In a yet to be published post, I am currently creating my own sourdough starter. I felt bad discarding 1/2-2/3 of the starter everyday so started looking up recipes on what I could do with that discarded starter. One thing people recommended was using it for the taste (“sour”) component prior to it being strong enough to act as yeast. Therefore you still had to use some yeast (active dry in my case) to help the dough rise.
So I decided to try my hand at baguettes. I have not attempted this type/shape of dough yet so this was more an experiment than anything.
I found this recipe online and decided to run with it.
- Flour 100%
- Water 66%
- Salt 2%
- Instant yeast 0.36%
- Poolish: 33% of the above total.
Poolish (done the night before and allowed to sit overnight at room temp):
- 60g Sourdough starter (100% hydration)
- 103g AP flour
- 58g Room temperature water

In the morning the poolish had spread out and developed the requisite bubbles to let me know it was working well.

To the poolish I added:
- 267g AP flour
- 176g water
- 8g salt
- ~1.5g Active-dry yeast
I mixed the above with the poolish until it was well incorporated and let it auto-lyse for an hour.

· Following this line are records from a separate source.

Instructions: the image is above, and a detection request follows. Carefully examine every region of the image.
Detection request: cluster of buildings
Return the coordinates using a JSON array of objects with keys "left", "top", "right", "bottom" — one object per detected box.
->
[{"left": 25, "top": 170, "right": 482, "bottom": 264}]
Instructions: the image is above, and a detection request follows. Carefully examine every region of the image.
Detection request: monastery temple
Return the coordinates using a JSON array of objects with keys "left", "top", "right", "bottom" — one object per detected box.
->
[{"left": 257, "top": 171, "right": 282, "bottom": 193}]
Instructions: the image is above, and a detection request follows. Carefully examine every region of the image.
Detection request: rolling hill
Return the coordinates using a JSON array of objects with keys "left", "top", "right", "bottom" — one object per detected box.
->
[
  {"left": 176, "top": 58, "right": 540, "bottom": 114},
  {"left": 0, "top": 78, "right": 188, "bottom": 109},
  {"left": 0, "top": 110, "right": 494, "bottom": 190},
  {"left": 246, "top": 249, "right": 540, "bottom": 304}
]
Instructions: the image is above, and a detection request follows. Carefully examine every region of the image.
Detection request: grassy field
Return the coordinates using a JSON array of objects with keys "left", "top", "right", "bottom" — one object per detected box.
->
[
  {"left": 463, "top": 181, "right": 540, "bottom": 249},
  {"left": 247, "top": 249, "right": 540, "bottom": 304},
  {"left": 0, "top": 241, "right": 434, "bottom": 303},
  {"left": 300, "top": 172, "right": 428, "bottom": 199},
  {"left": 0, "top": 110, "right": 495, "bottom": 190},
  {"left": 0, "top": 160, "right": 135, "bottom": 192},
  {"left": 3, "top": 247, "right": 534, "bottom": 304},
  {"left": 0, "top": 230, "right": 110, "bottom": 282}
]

I followed this with slap&fold kneading for about 15 minutes until I obtained a nice formed dough. I let this bulk ferment for another hour and then did 2 stretch and folds separated by 20 minutes.
I divided the dough up into the individual baguette sizes and bench rested them for 15 minutes.

Then I set about shaping the dough. I followed the video as seen here. I definitely need to practice rolling out the dough to get an even product. As you can see below in the final pictures, the baguettes came out a little lopsided.
I don’t currently have a baguette bouche so looked up ways to create a homemade one. What I ended up using was a sheet pan, parchment paper and rolled up table placemats.

I let these proof for 40 minutes and then turned them out onto my baking system (upside down sheet pan with parchment paper). Other options I read include transfer to a pizza peel and putting on pizza stone in oven (I can see myself messing this up) or if you have the metal couche, you can bake directly in those. I scored the baguettes with a sharp razor and did a terrible job of it (I also read that scoring is one of the hardest skills to master).

I placed the baguettes in a 450 F oven, sprayed the inside with my trusty water spray bottle and closed the door. I sprayed the oven walls/bread again at 1 minute and 5 minutes in. After 6 minutes I dropped the oven to 400 F.

I wasn’t sure exactly how long to bake it for as some recipes I read said 12 minutes while others said 24 minutes. I ended up going closer to the 24 minutes. The baguettes never developed the deep brown color I was looking for but they were definitely cooked and done. The wife noted the crust was a bit hard – though from what I read of classic baguettes they are supposed to have a very crispy outside. All in all not a bad effort for a first try.
There was a mild sour taste to it so I may have to increase the amount of starter that I use to get the taste that my wife likes.